Thursday, September 17, 2009

Immediate Screeching Halt

You know when you're driving down the street listening to a good tune day dreaming with a smile and all of a sudden you are in a situation where you come to an immediate SCREECHING HALT. That's what cancer feels like.

The most frustrating thing about having breast cancer is most days you feel normal. You do normal things (for me I get kids everywhere and work on my book(s) keep my "boards" going, do my volunteer work, cook dinner (when my arm is working) , etc) and then all of a sudden something reminds you, oh yea, that's right I have cancer.

Then you're sad for a moment or two. Next you find a way to cheer yourself up and keep on going. I will just be glad when I don't think "I have cancer."

Technically I don't have cancer anymore, but since I'm not done with all the cya part of cancer, I still think I "have" it. That stinks too. No actually it really sucks.

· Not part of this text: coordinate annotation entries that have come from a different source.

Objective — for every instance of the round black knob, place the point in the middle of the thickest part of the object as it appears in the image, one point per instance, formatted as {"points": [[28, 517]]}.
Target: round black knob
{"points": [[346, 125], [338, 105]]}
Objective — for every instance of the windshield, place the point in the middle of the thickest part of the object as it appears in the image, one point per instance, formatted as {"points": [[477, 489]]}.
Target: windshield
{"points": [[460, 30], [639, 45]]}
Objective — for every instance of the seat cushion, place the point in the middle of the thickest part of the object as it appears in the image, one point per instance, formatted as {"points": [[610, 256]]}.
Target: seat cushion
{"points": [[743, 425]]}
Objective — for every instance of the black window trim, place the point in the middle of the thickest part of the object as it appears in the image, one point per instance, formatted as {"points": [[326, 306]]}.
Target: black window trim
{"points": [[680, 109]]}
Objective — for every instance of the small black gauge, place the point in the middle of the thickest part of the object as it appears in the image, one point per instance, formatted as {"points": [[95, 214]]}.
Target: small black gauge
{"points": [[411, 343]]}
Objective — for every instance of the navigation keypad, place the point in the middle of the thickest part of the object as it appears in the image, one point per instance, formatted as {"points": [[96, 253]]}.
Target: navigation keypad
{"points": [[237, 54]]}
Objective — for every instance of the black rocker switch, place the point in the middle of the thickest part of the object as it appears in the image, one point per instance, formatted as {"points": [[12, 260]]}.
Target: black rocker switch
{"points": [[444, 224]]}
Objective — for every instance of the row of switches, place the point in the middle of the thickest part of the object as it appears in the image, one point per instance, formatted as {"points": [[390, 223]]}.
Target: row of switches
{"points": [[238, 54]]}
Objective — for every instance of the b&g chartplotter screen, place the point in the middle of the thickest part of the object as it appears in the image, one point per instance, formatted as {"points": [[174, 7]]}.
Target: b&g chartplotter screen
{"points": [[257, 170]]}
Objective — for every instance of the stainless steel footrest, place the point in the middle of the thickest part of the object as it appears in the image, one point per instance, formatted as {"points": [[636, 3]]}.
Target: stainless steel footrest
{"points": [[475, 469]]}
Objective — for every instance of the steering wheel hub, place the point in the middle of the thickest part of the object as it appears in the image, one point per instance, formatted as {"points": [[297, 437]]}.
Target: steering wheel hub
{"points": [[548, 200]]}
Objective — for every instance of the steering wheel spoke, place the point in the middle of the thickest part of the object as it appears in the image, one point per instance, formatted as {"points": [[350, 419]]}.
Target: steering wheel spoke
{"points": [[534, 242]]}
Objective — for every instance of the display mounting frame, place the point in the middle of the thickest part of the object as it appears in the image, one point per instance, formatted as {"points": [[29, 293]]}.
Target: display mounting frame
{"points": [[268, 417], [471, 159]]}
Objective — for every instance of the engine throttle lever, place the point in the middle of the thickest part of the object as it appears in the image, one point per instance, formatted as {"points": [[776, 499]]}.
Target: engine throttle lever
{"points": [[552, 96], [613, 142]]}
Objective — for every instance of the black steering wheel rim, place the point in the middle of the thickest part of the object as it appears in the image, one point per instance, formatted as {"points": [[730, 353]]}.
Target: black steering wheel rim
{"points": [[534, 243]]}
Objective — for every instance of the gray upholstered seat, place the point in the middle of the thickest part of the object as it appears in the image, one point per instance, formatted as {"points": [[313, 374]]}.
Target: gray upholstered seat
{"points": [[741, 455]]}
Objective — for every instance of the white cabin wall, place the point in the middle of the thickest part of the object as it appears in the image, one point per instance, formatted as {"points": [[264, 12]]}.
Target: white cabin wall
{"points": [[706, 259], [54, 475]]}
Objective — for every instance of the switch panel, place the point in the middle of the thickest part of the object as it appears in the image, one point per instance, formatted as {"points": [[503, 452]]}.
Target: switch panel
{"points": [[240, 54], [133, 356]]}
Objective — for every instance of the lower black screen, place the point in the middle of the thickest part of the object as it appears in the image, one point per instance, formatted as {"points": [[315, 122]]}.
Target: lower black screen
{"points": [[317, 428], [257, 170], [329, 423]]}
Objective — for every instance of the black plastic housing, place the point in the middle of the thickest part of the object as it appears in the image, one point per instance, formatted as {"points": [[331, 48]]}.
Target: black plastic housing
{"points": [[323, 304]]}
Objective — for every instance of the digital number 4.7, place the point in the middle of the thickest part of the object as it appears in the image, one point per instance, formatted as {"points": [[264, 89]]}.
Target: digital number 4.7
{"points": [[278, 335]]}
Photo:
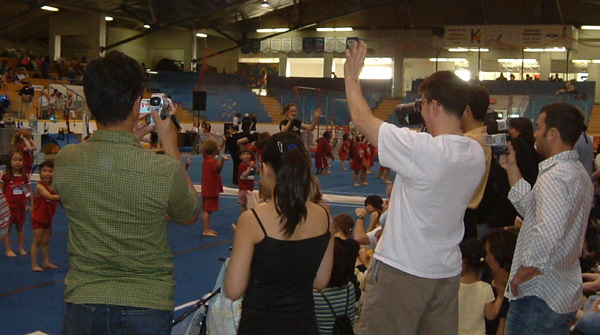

Dr's appointment tomorrow, hope to find out the path results (in concrete since I already know preliminary was negative) and more chemotherapy information. My brain is beginning to sneak over to "chemo land". I need information-my imagination is just a bit too much for me.

The other day I watched Bucket List, bad idea, started freaking out and looking up side effects. Then believe it or not ECT got a hold of me and lectured me for a good mental 10 minutes until I just shut the computer and put it down.